E’ chiaro che per rendere in un’operazione del genere bisogna essere piuttosto ispirati, pena un decorso derivativo e noioso, ma non è il pericolo che si corre con “Thieiving By The Grace Of God”, un album che (come l’ultimo Monster Magnet) decolla alla distanza, e si rischia davvero di rimanere mortalmente ustionati dall’ingombrante astronave preistorica pilotata stavolta dal solo, rocciosissimo (ma valido) Joe Haore, un chitarrista che va rivalutato anche quando non ricalca per forza le gesta di Iommi, Gilmour o Leslie West.

La produzione di Billy Anderson rende il loro quinto album un’irrefrenabile macchina bellica, e c’è da dire che è più calibrata rispetto a quella di “The Big Black”, soprattutto perché il livore sonoro non collassa su se stesso, riuscendo piuttosto ad emanare un senso di cruda compiutezza.

I reattori vengono accesi con l’ipnotica “Some You Win, Some You Lose”, uno stoner rock possente e fluttuante, che invece di esplodere in facili break si affida alle collaudate strategie hard del gruppo: chitarre taglienti e dense di feeling, solido tappeto ritmico e la consueta voce roca da bluesman in acido di Ward.

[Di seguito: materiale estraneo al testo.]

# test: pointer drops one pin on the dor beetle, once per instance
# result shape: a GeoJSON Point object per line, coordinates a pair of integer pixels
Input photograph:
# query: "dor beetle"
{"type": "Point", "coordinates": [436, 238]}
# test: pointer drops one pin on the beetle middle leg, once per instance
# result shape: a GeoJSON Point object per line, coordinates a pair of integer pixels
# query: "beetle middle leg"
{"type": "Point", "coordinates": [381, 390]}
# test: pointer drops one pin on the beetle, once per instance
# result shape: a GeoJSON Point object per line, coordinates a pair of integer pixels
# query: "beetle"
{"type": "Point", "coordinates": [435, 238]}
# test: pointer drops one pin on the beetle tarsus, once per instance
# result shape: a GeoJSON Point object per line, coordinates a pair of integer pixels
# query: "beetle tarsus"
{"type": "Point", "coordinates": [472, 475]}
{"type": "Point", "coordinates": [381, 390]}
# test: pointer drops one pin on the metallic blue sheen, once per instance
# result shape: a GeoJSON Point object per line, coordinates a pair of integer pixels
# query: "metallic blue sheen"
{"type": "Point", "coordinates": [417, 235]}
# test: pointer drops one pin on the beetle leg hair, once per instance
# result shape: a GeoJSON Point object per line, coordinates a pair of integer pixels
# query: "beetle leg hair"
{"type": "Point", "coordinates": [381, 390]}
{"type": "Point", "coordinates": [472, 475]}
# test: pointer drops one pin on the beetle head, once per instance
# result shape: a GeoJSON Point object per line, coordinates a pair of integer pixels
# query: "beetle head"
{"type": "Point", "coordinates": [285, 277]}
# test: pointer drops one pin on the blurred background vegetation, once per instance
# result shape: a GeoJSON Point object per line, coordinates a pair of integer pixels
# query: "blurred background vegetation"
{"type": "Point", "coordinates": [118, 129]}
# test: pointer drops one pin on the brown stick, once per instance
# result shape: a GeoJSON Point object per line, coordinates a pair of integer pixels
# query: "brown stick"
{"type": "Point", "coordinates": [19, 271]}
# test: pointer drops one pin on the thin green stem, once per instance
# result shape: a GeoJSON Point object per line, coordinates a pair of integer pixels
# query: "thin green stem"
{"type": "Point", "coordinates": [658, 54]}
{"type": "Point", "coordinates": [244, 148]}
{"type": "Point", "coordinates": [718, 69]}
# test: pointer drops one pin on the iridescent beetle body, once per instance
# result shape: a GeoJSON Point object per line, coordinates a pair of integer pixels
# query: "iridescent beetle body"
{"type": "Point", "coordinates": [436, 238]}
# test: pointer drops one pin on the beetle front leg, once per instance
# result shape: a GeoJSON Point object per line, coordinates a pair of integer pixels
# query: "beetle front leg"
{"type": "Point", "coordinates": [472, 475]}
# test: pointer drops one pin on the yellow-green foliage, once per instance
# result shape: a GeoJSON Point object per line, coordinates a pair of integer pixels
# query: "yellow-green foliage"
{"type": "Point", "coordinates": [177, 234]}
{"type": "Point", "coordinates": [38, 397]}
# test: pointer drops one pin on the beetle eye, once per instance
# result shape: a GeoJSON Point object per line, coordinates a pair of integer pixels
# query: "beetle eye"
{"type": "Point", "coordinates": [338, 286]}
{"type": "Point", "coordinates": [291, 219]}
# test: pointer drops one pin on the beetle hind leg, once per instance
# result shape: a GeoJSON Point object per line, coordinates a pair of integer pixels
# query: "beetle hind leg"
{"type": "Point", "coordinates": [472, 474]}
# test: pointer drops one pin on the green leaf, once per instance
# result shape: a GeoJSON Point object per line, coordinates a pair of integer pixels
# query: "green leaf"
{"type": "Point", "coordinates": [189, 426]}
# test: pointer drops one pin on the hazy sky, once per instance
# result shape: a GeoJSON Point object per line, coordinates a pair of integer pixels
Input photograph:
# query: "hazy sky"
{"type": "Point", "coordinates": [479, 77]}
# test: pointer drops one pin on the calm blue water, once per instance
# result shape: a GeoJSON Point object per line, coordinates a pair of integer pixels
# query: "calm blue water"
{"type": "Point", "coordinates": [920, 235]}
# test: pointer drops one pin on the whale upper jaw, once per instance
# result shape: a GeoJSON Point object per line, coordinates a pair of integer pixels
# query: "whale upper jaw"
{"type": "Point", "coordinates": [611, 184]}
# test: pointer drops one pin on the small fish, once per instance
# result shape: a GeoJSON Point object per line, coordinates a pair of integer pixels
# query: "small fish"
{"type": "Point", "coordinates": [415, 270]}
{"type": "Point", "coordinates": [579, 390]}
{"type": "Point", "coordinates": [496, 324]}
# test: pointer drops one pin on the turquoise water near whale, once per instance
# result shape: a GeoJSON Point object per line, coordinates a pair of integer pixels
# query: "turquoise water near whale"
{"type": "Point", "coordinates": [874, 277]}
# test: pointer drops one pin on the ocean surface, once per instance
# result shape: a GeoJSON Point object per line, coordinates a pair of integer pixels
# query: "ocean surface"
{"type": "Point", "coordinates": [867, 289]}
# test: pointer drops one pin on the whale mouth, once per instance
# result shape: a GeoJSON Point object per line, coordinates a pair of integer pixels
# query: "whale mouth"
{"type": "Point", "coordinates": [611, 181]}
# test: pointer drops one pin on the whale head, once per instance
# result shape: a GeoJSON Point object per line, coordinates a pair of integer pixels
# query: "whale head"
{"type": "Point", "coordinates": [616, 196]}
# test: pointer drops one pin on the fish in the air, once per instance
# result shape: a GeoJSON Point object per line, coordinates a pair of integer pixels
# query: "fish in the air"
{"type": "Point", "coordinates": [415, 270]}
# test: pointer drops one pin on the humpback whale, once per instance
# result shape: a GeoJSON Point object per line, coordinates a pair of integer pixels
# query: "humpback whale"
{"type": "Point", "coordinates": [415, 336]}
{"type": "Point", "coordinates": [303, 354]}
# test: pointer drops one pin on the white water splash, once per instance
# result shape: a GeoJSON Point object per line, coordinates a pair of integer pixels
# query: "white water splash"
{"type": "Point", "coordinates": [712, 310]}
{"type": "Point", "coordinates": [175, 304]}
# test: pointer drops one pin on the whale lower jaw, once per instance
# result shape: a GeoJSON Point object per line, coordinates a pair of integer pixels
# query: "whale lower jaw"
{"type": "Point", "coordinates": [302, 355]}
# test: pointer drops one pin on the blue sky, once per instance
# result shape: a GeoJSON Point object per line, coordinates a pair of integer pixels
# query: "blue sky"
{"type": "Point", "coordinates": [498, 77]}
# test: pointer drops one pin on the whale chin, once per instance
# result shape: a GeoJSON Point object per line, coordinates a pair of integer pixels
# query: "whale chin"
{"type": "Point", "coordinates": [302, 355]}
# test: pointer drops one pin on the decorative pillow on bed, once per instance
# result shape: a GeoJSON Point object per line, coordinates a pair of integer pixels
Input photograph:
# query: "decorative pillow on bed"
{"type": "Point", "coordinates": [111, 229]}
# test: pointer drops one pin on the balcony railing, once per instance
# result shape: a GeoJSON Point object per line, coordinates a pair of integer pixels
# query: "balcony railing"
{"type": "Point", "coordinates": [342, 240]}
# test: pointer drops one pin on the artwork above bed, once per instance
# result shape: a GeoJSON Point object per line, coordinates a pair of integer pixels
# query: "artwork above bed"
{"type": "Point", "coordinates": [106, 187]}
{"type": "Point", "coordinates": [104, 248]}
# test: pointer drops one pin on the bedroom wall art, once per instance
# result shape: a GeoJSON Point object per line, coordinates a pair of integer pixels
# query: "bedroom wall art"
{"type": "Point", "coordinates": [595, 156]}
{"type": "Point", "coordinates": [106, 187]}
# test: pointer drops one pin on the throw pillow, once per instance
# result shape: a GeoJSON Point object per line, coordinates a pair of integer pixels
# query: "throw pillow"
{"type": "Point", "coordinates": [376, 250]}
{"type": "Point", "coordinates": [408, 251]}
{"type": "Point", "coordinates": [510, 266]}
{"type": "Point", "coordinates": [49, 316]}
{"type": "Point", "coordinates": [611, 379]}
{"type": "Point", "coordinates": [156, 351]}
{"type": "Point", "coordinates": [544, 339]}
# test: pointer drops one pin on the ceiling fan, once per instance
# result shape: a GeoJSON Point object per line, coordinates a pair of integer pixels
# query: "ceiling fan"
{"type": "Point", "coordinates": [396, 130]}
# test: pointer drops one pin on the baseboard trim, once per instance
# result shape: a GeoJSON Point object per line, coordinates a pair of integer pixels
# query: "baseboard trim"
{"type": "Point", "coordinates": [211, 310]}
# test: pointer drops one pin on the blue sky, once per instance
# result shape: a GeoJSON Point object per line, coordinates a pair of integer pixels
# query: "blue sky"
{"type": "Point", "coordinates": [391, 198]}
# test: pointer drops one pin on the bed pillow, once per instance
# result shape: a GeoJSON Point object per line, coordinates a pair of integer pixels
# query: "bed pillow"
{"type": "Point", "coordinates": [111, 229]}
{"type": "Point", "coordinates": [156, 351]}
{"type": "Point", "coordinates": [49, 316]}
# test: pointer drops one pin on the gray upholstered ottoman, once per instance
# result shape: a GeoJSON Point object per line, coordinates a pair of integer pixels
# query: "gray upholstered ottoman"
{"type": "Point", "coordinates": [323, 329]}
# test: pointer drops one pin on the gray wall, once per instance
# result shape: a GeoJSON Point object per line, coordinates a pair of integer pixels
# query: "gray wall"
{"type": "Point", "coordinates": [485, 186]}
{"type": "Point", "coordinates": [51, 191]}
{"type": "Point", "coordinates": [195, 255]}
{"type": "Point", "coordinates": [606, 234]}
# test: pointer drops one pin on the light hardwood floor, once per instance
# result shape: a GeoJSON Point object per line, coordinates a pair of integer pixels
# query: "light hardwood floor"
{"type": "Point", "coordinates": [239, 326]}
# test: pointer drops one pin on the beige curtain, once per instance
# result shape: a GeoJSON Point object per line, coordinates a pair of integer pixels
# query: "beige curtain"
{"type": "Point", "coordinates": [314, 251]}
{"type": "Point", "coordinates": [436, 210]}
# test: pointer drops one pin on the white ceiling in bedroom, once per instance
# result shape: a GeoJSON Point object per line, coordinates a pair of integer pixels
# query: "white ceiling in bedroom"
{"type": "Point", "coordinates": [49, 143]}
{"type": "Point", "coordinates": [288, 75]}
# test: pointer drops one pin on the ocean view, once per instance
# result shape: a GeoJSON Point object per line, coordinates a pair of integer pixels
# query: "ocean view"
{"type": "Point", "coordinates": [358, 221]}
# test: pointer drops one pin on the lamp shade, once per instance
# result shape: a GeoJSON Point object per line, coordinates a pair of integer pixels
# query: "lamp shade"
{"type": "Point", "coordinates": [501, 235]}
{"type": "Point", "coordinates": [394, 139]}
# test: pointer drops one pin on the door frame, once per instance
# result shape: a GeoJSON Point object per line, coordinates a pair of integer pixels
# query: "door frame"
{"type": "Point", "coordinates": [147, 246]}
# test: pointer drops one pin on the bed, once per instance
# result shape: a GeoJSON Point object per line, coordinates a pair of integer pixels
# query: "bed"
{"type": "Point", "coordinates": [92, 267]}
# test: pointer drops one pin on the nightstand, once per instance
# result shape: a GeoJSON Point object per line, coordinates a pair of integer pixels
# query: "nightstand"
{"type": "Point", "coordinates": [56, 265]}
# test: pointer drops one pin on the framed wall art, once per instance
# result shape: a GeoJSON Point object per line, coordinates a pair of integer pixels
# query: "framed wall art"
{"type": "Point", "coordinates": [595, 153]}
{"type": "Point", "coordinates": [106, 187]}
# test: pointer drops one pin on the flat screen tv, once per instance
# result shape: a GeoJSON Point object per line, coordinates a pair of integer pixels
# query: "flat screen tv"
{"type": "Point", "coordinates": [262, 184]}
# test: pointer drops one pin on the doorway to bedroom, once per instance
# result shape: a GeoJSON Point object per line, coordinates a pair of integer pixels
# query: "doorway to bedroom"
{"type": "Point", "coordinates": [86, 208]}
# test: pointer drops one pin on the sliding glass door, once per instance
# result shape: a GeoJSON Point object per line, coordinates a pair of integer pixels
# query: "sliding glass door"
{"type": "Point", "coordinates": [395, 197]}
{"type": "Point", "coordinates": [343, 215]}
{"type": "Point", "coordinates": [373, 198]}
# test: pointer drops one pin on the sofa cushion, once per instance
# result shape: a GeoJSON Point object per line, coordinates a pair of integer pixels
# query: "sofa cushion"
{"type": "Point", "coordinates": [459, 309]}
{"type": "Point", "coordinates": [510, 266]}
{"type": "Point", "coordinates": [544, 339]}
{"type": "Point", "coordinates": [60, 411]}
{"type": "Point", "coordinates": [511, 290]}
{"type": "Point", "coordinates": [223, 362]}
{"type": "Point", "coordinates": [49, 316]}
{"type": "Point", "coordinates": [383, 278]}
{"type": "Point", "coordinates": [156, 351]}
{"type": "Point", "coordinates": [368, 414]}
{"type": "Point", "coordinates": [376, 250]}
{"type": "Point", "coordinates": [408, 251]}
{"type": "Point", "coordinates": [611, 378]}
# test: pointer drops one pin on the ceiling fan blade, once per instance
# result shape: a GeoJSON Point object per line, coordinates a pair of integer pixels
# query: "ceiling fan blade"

Lo stesso discorso vale per “One Room, One Axe, One Outcome”, “If It ain’t Broke, Break It”, “Hard Luck” e la caustica “You’re Not The One (Who Can save Rock n’Roll)”, brani molto densi e tirati di stoner-blues, che dal vivo devono far sfracelli.

Un ipotetico hit hard è rappresentato invece da “Black Egg” in cui il possente vocalist si alterna ad una femminile voce soul, alla maniera degli altri inglesi di ferro, gli Hangnail.

“Lazy Mary” è la figlia legittima (ma stonata) di Cactus, Mountain e Frost, e veramente riuscito è l’heavy-blues di “Just Got Paid” (brano dei ZZ Top), capace di far muovere le chiappe anche ad uno zombie, mentre pesanti come macigni, risultano “Round Up The Horses” e “Crown Of Locusts”, con quest’ultima che si avventura anche in territori sludge-doom.

Peccato che in due-tre brani manchi la stoccata vincente, per il resto gli Orange Goblin sono sempre una garanzia.